To test it out, I generate thousands of random integers and I just sum up their digit counts. I record the number of instructions per integer:
| Apple M2/LLVM 16 | Intel Ice Lake/GCC 12 | |
| conventional (64-bit) | 16 instructions | 20 instructions |
| alternative (64-bit) | 15 instructions | 19 instructions |
| simpler alternative (64-bit) | 12 instructions | 15 instructions |
| conventional (32-bit) | 16 instructions | 19 instructions |
| alternative (32-bit) | 12 instructions | 16 instructions |
In the 32-bit case, the alternative approach saves you 3 or 4 instructions per integer.
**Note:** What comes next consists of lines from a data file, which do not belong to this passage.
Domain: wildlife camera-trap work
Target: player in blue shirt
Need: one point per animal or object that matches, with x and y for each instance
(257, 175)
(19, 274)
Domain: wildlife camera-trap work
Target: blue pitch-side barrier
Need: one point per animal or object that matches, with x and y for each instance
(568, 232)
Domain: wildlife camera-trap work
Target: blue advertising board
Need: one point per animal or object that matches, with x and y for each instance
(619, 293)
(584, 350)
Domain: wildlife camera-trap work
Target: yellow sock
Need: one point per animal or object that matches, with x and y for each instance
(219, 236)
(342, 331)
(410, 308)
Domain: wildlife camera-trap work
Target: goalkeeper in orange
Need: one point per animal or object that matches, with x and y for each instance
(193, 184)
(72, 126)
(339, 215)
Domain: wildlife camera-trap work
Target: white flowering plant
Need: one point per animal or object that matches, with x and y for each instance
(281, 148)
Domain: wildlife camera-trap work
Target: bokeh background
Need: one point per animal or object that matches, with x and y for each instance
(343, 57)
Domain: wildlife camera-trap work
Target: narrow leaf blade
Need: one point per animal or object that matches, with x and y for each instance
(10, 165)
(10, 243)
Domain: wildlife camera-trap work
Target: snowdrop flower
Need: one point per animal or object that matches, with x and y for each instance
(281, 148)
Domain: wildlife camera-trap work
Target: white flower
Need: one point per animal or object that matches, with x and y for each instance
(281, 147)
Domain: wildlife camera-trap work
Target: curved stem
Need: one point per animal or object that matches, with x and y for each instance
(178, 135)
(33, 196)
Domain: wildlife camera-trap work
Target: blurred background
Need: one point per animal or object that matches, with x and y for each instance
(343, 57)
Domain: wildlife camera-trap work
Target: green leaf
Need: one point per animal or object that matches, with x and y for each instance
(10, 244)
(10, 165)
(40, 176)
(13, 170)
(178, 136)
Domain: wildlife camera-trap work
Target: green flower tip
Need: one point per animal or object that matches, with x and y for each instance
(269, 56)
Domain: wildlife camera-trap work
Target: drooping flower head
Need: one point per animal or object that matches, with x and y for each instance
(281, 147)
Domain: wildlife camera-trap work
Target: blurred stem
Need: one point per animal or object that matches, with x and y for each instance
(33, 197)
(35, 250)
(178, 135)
But in the 64-bit case, the saving appears to be just one instruction which is not necessarily worth it. However, the simpler alternative in the 64-bit case uses significantly fewer instructions.
Next, let us report the number of CPU cycles per integer. I run the tests four times, and I get some variation on one of the tests (Apple platform, 32-bit alternative).
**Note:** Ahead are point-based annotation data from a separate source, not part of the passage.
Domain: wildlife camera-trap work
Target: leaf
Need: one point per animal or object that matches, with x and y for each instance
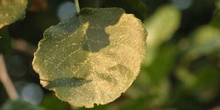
(93, 57)
(11, 10)
(19, 105)
(161, 26)
(205, 40)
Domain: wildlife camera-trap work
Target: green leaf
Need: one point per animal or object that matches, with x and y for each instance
(161, 26)
(19, 105)
(11, 10)
(93, 57)
(205, 40)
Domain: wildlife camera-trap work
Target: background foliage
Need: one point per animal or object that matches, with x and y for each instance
(181, 70)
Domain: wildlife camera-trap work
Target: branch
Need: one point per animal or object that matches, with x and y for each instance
(6, 81)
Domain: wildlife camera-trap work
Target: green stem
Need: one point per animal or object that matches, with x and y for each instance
(77, 6)
(6, 81)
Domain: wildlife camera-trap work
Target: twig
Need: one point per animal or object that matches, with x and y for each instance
(6, 81)
(77, 6)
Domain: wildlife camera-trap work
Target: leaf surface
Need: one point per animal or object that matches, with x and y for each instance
(11, 10)
(93, 57)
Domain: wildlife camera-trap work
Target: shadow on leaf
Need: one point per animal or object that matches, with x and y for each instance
(65, 82)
| Apple M2/LLVM 16 | Intel Ice Lake/GCC 12 | |
| conventional (64-bit) | 2.2 cycles | 5.1 cycles |
| alternative (64-bit) | 4.3 cycles | 6.6 cycles |
| simpler alternative (64-bit) | 4.8 cycles | 4.5 cycles |
| conventional (32-bit) | 2.3 cycles | 5.6 cycles |
| alternative (32-bit) | 2.0 to 4.8 cycles | 6.2 cycles |
My timings suggest that the conventional (and simpler approach) may use more instructions but could still be preferable in practice. It is especially true in the 64-bit case where the alternative approach is significantly more complicated, and much slower in my tests. The simpler alternative in the 64-bit case is the fastest on the x64 system (Ice Lake) but slower on the ARM system.
You should run your own benchmark for your own use case. However, I believe that all these functions might be fast enough. Which one you pick might come down to personal preferences.